Now that we have started to look more closely at dbt, we are coming across more and more toys that we are excited about.

We are all used to the fact that a table is a static object that is not refreshed. The table is filled at the moment it is created, together with all the operations on the data. As soon as the table is recreated, data is retrieved and processed again. However, what is often forgotten is that ALL data is retrieved and processed.

Calculating adjustments over and over again is obviously a waste of time, especially when millions of rows have to be run through the mill each time.

dbt has created a simple macro for this purpose: Incremental models.

Incremental models

Incremental models are built as tables in the data warehouse - the first time a model is run, the table is built by transforming all the rows of source data. On subsequent executions, dbt transforms only the rows in the source data that you let dbt filter on, and adds them to the table that has already been built (the target table).

Often the rows you filter on in an incremental run are the rows in the source data that were created or updated since the last time dbt was run. As such, the model is built incrementally with each dbt run.

The use of an incremental model reduces the amount of data that needs to be transformed, which significantly shortens the running time of your transformations. This improves warehouse performance and reduces computational costs and time!

Simplicity

Without delving too deeply into the subject of dbt, setting up an incremental is fairly simple because it is a standard macro within dbt.

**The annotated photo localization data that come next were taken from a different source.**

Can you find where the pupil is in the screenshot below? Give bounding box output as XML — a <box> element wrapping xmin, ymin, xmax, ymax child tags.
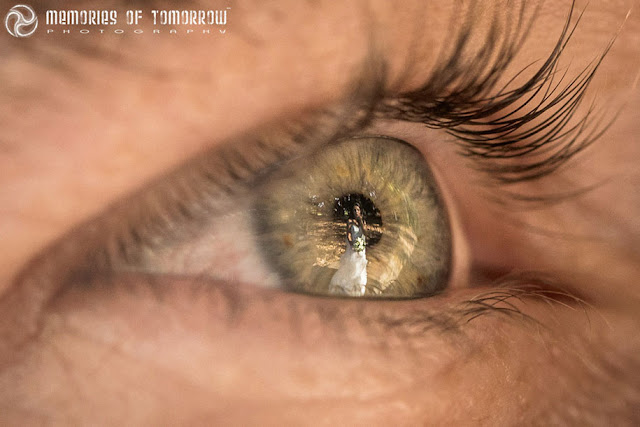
<box><xmin>332</xmin><ymin>193</ymin><xmax>383</xmax><ymax>247</ymax></box>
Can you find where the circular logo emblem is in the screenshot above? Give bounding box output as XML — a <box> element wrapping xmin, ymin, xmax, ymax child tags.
<box><xmin>5</xmin><ymin>4</ymin><xmax>37</xmax><ymax>38</ymax></box>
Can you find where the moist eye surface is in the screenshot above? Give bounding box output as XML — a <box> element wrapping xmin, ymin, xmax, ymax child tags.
<box><xmin>255</xmin><ymin>136</ymin><xmax>451</xmax><ymax>298</ymax></box>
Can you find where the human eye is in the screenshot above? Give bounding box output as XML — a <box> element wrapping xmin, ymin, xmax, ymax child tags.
<box><xmin>22</xmin><ymin>2</ymin><xmax>602</xmax><ymax>302</ymax></box>
<box><xmin>82</xmin><ymin>130</ymin><xmax>452</xmax><ymax>299</ymax></box>
<box><xmin>2</xmin><ymin>0</ymin><xmax>639</xmax><ymax>424</ymax></box>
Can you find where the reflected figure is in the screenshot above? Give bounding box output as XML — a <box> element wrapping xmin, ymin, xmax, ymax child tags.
<box><xmin>329</xmin><ymin>202</ymin><xmax>368</xmax><ymax>296</ymax></box>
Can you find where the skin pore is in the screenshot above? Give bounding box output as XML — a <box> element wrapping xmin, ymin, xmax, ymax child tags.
<box><xmin>1</xmin><ymin>0</ymin><xmax>640</xmax><ymax>424</ymax></box>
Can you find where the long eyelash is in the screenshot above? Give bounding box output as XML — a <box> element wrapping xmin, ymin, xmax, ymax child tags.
<box><xmin>457</xmin><ymin>273</ymin><xmax>593</xmax><ymax>327</ymax></box>
<box><xmin>376</xmin><ymin>0</ymin><xmax>616</xmax><ymax>185</ymax></box>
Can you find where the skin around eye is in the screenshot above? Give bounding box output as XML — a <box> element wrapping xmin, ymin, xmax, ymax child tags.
<box><xmin>0</xmin><ymin>1</ymin><xmax>638</xmax><ymax>425</ymax></box>
<box><xmin>255</xmin><ymin>136</ymin><xmax>451</xmax><ymax>298</ymax></box>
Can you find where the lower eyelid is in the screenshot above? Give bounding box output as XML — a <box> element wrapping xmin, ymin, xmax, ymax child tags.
<box><xmin>46</xmin><ymin>273</ymin><xmax>472</xmax><ymax>339</ymax></box>
<box><xmin>4</xmin><ymin>270</ymin><xmax>614</xmax><ymax>424</ymax></box>
<box><xmin>24</xmin><ymin>274</ymin><xmax>478</xmax><ymax>409</ymax></box>
<box><xmin>38</xmin><ymin>272</ymin><xmax>576</xmax><ymax>359</ymax></box>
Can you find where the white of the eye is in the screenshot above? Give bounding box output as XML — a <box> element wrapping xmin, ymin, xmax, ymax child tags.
<box><xmin>120</xmin><ymin>204</ymin><xmax>281</xmax><ymax>288</ymax></box>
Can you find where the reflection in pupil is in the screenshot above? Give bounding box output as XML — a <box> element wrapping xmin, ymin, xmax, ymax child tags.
<box><xmin>333</xmin><ymin>193</ymin><xmax>382</xmax><ymax>247</ymax></box>
<box><xmin>327</xmin><ymin>194</ymin><xmax>382</xmax><ymax>296</ymax></box>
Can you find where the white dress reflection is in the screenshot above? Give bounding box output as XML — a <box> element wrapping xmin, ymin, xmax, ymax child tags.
<box><xmin>329</xmin><ymin>203</ymin><xmax>368</xmax><ymax>296</ymax></box>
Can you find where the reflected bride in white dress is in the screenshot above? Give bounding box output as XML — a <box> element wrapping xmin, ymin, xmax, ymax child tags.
<box><xmin>329</xmin><ymin>203</ymin><xmax>368</xmax><ymax>296</ymax></box>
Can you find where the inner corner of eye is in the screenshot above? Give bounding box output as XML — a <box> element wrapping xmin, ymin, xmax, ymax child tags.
<box><xmin>252</xmin><ymin>136</ymin><xmax>452</xmax><ymax>299</ymax></box>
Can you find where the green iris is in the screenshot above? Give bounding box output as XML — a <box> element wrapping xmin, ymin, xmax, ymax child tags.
<box><xmin>254</xmin><ymin>136</ymin><xmax>451</xmax><ymax>298</ymax></box>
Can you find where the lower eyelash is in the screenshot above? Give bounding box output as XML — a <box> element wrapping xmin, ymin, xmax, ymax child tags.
<box><xmin>457</xmin><ymin>272</ymin><xmax>592</xmax><ymax>329</ymax></box>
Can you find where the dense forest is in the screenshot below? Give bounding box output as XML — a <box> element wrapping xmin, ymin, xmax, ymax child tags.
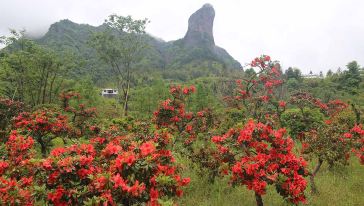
<box><xmin>0</xmin><ymin>4</ymin><xmax>364</xmax><ymax>206</ymax></box>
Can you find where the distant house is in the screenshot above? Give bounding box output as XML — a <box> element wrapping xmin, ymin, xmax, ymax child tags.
<box><xmin>302</xmin><ymin>71</ymin><xmax>324</xmax><ymax>79</ymax></box>
<box><xmin>101</xmin><ymin>89</ymin><xmax>118</xmax><ymax>98</ymax></box>
<box><xmin>303</xmin><ymin>74</ymin><xmax>322</xmax><ymax>79</ymax></box>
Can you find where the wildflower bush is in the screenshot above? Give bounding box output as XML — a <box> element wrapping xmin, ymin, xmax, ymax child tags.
<box><xmin>212</xmin><ymin>120</ymin><xmax>308</xmax><ymax>205</ymax></box>
<box><xmin>13</xmin><ymin>108</ymin><xmax>70</xmax><ymax>157</ymax></box>
<box><xmin>153</xmin><ymin>85</ymin><xmax>219</xmax><ymax>182</ymax></box>
<box><xmin>0</xmin><ymin>124</ymin><xmax>190</xmax><ymax>206</ymax></box>
<box><xmin>0</xmin><ymin>98</ymin><xmax>24</xmax><ymax>139</ymax></box>
<box><xmin>39</xmin><ymin>131</ymin><xmax>190</xmax><ymax>205</ymax></box>
<box><xmin>59</xmin><ymin>91</ymin><xmax>97</xmax><ymax>136</ymax></box>
<box><xmin>209</xmin><ymin>56</ymin><xmax>309</xmax><ymax>206</ymax></box>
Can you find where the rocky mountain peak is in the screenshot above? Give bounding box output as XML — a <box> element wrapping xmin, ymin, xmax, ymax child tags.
<box><xmin>183</xmin><ymin>3</ymin><xmax>215</xmax><ymax>48</ymax></box>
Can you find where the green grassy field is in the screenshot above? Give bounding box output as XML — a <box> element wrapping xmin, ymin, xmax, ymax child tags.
<box><xmin>178</xmin><ymin>158</ymin><xmax>364</xmax><ymax>206</ymax></box>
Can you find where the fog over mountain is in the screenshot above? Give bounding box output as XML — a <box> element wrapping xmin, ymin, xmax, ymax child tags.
<box><xmin>1</xmin><ymin>0</ymin><xmax>364</xmax><ymax>73</ymax></box>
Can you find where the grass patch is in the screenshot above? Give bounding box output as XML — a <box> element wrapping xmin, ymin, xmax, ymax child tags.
<box><xmin>178</xmin><ymin>158</ymin><xmax>364</xmax><ymax>206</ymax></box>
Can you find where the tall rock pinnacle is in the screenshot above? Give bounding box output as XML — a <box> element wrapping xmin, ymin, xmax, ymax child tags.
<box><xmin>183</xmin><ymin>3</ymin><xmax>215</xmax><ymax>48</ymax></box>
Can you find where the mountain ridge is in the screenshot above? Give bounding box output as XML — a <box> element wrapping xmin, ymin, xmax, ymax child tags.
<box><xmin>35</xmin><ymin>4</ymin><xmax>241</xmax><ymax>83</ymax></box>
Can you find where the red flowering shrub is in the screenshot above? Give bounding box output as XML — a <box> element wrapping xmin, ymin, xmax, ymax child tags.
<box><xmin>5</xmin><ymin>131</ymin><xmax>35</xmax><ymax>166</ymax></box>
<box><xmin>13</xmin><ymin>108</ymin><xmax>70</xmax><ymax>157</ymax></box>
<box><xmin>39</xmin><ymin>130</ymin><xmax>189</xmax><ymax>205</ymax></box>
<box><xmin>153</xmin><ymin>85</ymin><xmax>220</xmax><ymax>182</ymax></box>
<box><xmin>288</xmin><ymin>91</ymin><xmax>364</xmax><ymax>194</ymax></box>
<box><xmin>1</xmin><ymin>121</ymin><xmax>189</xmax><ymax>206</ymax></box>
<box><xmin>0</xmin><ymin>98</ymin><xmax>24</xmax><ymax>139</ymax></box>
<box><xmin>59</xmin><ymin>91</ymin><xmax>80</xmax><ymax>110</ymax></box>
<box><xmin>303</xmin><ymin>109</ymin><xmax>355</xmax><ymax>165</ymax></box>
<box><xmin>288</xmin><ymin>92</ymin><xmax>350</xmax><ymax>140</ymax></box>
<box><xmin>212</xmin><ymin>120</ymin><xmax>308</xmax><ymax>205</ymax></box>
<box><xmin>0</xmin><ymin>131</ymin><xmax>36</xmax><ymax>205</ymax></box>
<box><xmin>302</xmin><ymin>108</ymin><xmax>356</xmax><ymax>193</ymax></box>
<box><xmin>349</xmin><ymin>124</ymin><xmax>364</xmax><ymax>164</ymax></box>
<box><xmin>153</xmin><ymin>85</ymin><xmax>213</xmax><ymax>145</ymax></box>
<box><xmin>153</xmin><ymin>85</ymin><xmax>195</xmax><ymax>130</ymax></box>
<box><xmin>290</xmin><ymin>92</ymin><xmax>348</xmax><ymax>119</ymax></box>
<box><xmin>59</xmin><ymin>91</ymin><xmax>97</xmax><ymax>136</ymax></box>
<box><xmin>231</xmin><ymin>55</ymin><xmax>285</xmax><ymax>126</ymax></box>
<box><xmin>0</xmin><ymin>176</ymin><xmax>34</xmax><ymax>206</ymax></box>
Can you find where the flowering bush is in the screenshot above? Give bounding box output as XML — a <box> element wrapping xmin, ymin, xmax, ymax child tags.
<box><xmin>350</xmin><ymin>124</ymin><xmax>364</xmax><ymax>164</ymax></box>
<box><xmin>40</xmin><ymin>129</ymin><xmax>189</xmax><ymax>205</ymax></box>
<box><xmin>212</xmin><ymin>120</ymin><xmax>308</xmax><ymax>205</ymax></box>
<box><xmin>59</xmin><ymin>91</ymin><xmax>97</xmax><ymax>136</ymax></box>
<box><xmin>153</xmin><ymin>85</ymin><xmax>220</xmax><ymax>182</ymax></box>
<box><xmin>153</xmin><ymin>85</ymin><xmax>214</xmax><ymax>145</ymax></box>
<box><xmin>230</xmin><ymin>55</ymin><xmax>286</xmax><ymax>127</ymax></box>
<box><xmin>0</xmin><ymin>131</ymin><xmax>36</xmax><ymax>205</ymax></box>
<box><xmin>1</xmin><ymin>123</ymin><xmax>189</xmax><ymax>205</ymax></box>
<box><xmin>302</xmin><ymin>107</ymin><xmax>357</xmax><ymax>193</ymax></box>
<box><xmin>13</xmin><ymin>108</ymin><xmax>70</xmax><ymax>157</ymax></box>
<box><xmin>209</xmin><ymin>56</ymin><xmax>310</xmax><ymax>205</ymax></box>
<box><xmin>0</xmin><ymin>98</ymin><xmax>24</xmax><ymax>139</ymax></box>
<box><xmin>290</xmin><ymin>92</ymin><xmax>348</xmax><ymax>119</ymax></box>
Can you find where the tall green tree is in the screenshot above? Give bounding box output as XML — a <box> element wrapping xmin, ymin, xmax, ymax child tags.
<box><xmin>285</xmin><ymin>67</ymin><xmax>302</xmax><ymax>81</ymax></box>
<box><xmin>336</xmin><ymin>61</ymin><xmax>362</xmax><ymax>94</ymax></box>
<box><xmin>90</xmin><ymin>15</ymin><xmax>149</xmax><ymax>116</ymax></box>
<box><xmin>0</xmin><ymin>30</ymin><xmax>72</xmax><ymax>106</ymax></box>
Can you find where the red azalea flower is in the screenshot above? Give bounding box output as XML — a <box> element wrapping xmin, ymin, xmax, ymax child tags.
<box><xmin>140</xmin><ymin>141</ymin><xmax>156</xmax><ymax>156</ymax></box>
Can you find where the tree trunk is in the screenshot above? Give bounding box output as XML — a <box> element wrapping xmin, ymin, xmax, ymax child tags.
<box><xmin>255</xmin><ymin>193</ymin><xmax>263</xmax><ymax>206</ymax></box>
<box><xmin>123</xmin><ymin>67</ymin><xmax>131</xmax><ymax>116</ymax></box>
<box><xmin>351</xmin><ymin>103</ymin><xmax>361</xmax><ymax>124</ymax></box>
<box><xmin>310</xmin><ymin>159</ymin><xmax>323</xmax><ymax>194</ymax></box>
<box><xmin>42</xmin><ymin>69</ymin><xmax>50</xmax><ymax>104</ymax></box>
<box><xmin>48</xmin><ymin>72</ymin><xmax>57</xmax><ymax>104</ymax></box>
<box><xmin>39</xmin><ymin>140</ymin><xmax>47</xmax><ymax>158</ymax></box>
<box><xmin>37</xmin><ymin>63</ymin><xmax>46</xmax><ymax>105</ymax></box>
<box><xmin>124</xmin><ymin>89</ymin><xmax>129</xmax><ymax>116</ymax></box>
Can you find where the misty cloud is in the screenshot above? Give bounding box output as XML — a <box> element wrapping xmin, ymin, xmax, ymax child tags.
<box><xmin>1</xmin><ymin>0</ymin><xmax>364</xmax><ymax>74</ymax></box>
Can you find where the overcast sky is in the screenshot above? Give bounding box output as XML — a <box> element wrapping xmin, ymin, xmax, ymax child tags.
<box><xmin>1</xmin><ymin>0</ymin><xmax>364</xmax><ymax>74</ymax></box>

If we assume the following initial situation :

select *
from raw_app_data.events

Then we can quickly adapt it to use the standard functionality of incremental models:

{{
    config(
        materialized='incremental'
    )
}}

select *
from raw_app_data.events

{% if is_incremental() %}

  -- this filter will only be applied on an incremental run
  where event_time > (select max(event_time) from {{ this }})

{% endif %}

What you can see is that at the top of the code it tells you that this is an incremental model instead of a table of view that is declared in the default configuration.
Furthermore, at the bottom we see an important if statement:
If the table does not exist yet, it will be fully constructed and calculated, but if not, only the records coming from the additional query will be processed, in our case the one where :
event_time > (select max(event_time) from {{ this }})
(incidentally, {{this}} is a quick way within dbt to indicate the current table).

Conclusion

Incremental models clearly give you the option to skip recalculations within large data sets and can provide quick wins within your warehouse. So be aware of the possibilities and don't be put off by any macros within dbt!